Con la nuova legge i processi e il carcere in Cina, la polizia comunista (segreta e non) libera di agire a Hong Kong, fine dell’indipendenza della magistratura, indottrinamento patriottico sulle “meravigliose sorti e progressive” della “nuova via al socialismo” cinese, nelle scuole.

Chi verrà arrestato per questi reati verrà estradato e giudicato dai tribunali cinesi. E in Cina i reati che prevedono la pena di morte sono davvero molti: non a caso si dice che a Pechino “il boia non va mai in vacanza”.

La nuova legge infatti – detta di “Sicurezza Nazionale” – è enormemente più repressiva e liberticida di quella che si era cercato di imporre un anno fa e che – vista oggi – sembra quasi innocua. E per i reati come “secessione, sovversione contro il governo centrale cinese, terrorismo e collusione con le forze straniere” – tutte definizioni che Pechino potrà tranquillamente e indiscriminatamente applicare ai manifestanti pro democrazia che per mesi sono scesi in piazza per chiedere più libertà e meno ingerenze della Cina nella politica nazionale e contro qualsiasi forma di dissidenza o protesta civile – si rischierà il carcere a vita. In Cina.

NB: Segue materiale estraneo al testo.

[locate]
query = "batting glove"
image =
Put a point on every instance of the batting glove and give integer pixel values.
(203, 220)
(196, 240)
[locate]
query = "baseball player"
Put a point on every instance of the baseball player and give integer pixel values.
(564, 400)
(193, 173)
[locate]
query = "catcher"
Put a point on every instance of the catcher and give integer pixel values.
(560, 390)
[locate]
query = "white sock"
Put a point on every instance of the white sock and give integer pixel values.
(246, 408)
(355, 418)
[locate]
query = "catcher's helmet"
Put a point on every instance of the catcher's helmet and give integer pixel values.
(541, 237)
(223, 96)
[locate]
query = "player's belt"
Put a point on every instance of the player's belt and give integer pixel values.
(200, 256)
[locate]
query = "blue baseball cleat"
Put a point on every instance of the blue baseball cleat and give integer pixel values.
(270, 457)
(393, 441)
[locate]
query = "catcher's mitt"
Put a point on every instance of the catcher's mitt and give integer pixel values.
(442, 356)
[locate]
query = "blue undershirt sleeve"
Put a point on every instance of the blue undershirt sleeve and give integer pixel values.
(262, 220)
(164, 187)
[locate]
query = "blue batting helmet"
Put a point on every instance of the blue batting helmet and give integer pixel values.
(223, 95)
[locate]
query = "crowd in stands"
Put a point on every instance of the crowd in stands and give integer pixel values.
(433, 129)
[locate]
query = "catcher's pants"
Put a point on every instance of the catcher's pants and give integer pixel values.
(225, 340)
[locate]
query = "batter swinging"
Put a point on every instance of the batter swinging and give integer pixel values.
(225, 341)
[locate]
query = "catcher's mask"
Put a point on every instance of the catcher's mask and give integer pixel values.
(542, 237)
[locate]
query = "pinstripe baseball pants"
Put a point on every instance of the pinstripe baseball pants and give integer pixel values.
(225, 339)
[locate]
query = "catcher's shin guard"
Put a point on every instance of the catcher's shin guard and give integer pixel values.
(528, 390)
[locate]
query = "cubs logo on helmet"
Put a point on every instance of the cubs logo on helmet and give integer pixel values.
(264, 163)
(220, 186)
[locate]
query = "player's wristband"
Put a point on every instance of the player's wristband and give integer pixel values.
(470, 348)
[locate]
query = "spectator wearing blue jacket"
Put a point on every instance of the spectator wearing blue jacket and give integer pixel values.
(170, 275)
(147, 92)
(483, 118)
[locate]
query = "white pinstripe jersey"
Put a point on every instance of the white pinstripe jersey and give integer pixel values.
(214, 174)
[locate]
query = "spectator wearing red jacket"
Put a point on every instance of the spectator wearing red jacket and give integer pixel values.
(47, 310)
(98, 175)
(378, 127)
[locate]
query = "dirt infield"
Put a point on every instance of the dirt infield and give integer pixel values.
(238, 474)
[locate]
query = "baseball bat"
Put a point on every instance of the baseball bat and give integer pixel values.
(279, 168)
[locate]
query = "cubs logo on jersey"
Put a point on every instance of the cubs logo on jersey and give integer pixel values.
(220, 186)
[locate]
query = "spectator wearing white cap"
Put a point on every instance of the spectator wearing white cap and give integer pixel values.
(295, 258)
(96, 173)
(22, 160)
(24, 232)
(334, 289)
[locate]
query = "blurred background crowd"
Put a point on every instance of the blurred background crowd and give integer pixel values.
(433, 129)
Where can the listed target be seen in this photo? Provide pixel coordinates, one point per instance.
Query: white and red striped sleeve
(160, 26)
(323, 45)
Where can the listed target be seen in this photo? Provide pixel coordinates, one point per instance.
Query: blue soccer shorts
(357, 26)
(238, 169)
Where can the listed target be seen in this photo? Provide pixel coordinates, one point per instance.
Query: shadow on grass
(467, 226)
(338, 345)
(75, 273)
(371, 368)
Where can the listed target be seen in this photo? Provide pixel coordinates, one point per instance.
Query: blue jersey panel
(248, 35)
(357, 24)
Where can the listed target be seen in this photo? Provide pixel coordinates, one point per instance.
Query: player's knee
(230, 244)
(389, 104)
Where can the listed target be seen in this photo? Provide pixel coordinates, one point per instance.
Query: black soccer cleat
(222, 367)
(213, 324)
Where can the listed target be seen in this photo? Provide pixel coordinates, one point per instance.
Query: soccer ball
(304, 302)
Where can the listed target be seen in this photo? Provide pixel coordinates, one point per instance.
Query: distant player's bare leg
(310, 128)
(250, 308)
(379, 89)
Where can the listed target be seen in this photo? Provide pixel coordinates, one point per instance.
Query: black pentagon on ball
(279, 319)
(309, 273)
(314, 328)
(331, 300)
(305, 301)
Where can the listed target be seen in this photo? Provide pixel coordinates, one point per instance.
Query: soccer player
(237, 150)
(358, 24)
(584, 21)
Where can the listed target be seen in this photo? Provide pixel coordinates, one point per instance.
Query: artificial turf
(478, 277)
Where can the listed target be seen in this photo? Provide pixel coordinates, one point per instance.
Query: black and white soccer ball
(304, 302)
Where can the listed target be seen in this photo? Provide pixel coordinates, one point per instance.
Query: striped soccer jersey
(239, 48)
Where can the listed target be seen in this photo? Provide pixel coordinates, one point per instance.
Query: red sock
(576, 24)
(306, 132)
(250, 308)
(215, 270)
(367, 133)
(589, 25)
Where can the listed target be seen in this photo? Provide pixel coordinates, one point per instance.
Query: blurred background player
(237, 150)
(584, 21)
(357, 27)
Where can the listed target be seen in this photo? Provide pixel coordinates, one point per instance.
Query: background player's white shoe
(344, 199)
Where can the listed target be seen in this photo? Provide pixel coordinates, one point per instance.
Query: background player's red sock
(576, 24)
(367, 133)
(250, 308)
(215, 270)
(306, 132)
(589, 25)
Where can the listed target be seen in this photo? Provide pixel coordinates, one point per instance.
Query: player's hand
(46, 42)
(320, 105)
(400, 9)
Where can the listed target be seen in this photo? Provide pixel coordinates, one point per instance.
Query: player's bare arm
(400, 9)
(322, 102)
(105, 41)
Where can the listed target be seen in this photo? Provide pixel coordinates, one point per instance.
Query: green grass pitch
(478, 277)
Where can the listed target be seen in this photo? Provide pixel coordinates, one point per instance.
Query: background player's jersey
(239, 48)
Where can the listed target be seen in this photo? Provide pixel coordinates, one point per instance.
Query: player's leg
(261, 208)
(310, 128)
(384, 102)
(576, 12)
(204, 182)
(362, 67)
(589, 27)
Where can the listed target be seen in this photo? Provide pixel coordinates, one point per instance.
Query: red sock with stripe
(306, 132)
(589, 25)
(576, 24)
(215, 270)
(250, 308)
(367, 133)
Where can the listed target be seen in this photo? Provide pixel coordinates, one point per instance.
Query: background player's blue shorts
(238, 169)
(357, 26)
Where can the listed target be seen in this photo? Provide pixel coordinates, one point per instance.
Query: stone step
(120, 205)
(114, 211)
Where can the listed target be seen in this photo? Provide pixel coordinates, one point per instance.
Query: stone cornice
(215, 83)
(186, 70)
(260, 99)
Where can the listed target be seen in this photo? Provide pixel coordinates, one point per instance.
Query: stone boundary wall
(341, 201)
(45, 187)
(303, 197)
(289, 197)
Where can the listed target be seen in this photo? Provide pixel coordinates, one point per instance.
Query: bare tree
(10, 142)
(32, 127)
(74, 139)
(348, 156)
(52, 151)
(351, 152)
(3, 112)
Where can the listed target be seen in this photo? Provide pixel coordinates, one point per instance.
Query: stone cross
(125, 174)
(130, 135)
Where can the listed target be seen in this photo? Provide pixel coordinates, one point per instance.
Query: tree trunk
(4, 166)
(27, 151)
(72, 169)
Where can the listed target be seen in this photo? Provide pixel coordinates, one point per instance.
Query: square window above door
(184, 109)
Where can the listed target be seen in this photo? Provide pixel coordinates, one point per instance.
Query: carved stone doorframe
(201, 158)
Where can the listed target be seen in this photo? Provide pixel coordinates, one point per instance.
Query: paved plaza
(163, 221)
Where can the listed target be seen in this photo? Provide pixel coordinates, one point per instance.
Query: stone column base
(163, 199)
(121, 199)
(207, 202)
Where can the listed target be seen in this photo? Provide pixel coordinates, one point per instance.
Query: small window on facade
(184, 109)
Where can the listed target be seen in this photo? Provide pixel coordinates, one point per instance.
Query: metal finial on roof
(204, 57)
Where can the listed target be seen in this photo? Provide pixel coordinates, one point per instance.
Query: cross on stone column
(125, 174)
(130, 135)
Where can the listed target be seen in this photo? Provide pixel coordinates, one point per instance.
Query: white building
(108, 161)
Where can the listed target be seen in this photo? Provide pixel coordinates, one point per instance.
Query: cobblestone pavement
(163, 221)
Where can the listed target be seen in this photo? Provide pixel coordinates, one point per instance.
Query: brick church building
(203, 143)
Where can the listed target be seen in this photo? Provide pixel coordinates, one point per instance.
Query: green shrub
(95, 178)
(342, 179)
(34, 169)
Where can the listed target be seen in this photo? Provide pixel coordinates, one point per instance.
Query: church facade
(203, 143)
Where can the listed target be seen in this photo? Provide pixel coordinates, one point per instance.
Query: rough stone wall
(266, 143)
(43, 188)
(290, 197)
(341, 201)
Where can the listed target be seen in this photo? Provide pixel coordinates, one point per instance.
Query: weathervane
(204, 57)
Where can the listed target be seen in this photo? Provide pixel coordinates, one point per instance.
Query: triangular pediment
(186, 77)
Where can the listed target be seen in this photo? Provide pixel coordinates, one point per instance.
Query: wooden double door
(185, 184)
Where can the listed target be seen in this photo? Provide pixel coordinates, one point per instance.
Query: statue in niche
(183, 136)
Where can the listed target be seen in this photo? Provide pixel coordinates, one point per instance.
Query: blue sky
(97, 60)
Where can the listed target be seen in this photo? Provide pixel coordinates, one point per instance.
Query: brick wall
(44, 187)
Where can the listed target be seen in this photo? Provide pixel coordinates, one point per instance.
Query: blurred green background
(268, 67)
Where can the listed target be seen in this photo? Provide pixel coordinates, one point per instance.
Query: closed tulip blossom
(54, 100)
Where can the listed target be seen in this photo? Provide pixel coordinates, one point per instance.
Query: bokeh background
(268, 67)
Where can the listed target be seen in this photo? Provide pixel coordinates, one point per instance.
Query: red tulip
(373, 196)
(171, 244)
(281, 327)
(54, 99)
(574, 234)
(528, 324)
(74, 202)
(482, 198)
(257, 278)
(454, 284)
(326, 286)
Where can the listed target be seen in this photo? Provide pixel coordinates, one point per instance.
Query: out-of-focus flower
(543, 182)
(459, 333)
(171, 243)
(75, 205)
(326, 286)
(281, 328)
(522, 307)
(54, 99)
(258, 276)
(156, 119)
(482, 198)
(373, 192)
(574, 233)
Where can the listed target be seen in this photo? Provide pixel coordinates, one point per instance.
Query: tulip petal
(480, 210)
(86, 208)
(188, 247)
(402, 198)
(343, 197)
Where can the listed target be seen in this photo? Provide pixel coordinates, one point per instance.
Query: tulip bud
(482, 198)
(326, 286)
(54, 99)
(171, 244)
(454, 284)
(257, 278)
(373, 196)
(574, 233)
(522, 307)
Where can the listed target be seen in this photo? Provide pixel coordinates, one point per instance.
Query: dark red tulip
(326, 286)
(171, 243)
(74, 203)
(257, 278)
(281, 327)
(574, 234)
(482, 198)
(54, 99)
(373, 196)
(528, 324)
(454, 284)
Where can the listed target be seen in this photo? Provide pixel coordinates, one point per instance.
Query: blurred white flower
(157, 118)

“La città si trasformerà in uno stato di polizia segreta” ha dichiarato a caldo il giovane leader delle proteste, Joshua Wong, che di fronte a questo colpo di mano ha deciso di lasciare il gruppo politico che aveva fondato, “Demosisto”, e di scioglierlo. “Hanno zittito la nostra voce” ha ammesso con amarezza, “ma io spero che la comunità internazionale continuerà a parlare per Hong Kong”.

Quella di Joshua, però, più che una speranza appare una tragica illusione, visto che sembra proprio che nessuno, nel mondo, voglia – oppure anche solo possa – rischiare di mettersi in rotta di collisione con l’ingombrante e sempre più prepotente gigante cinese.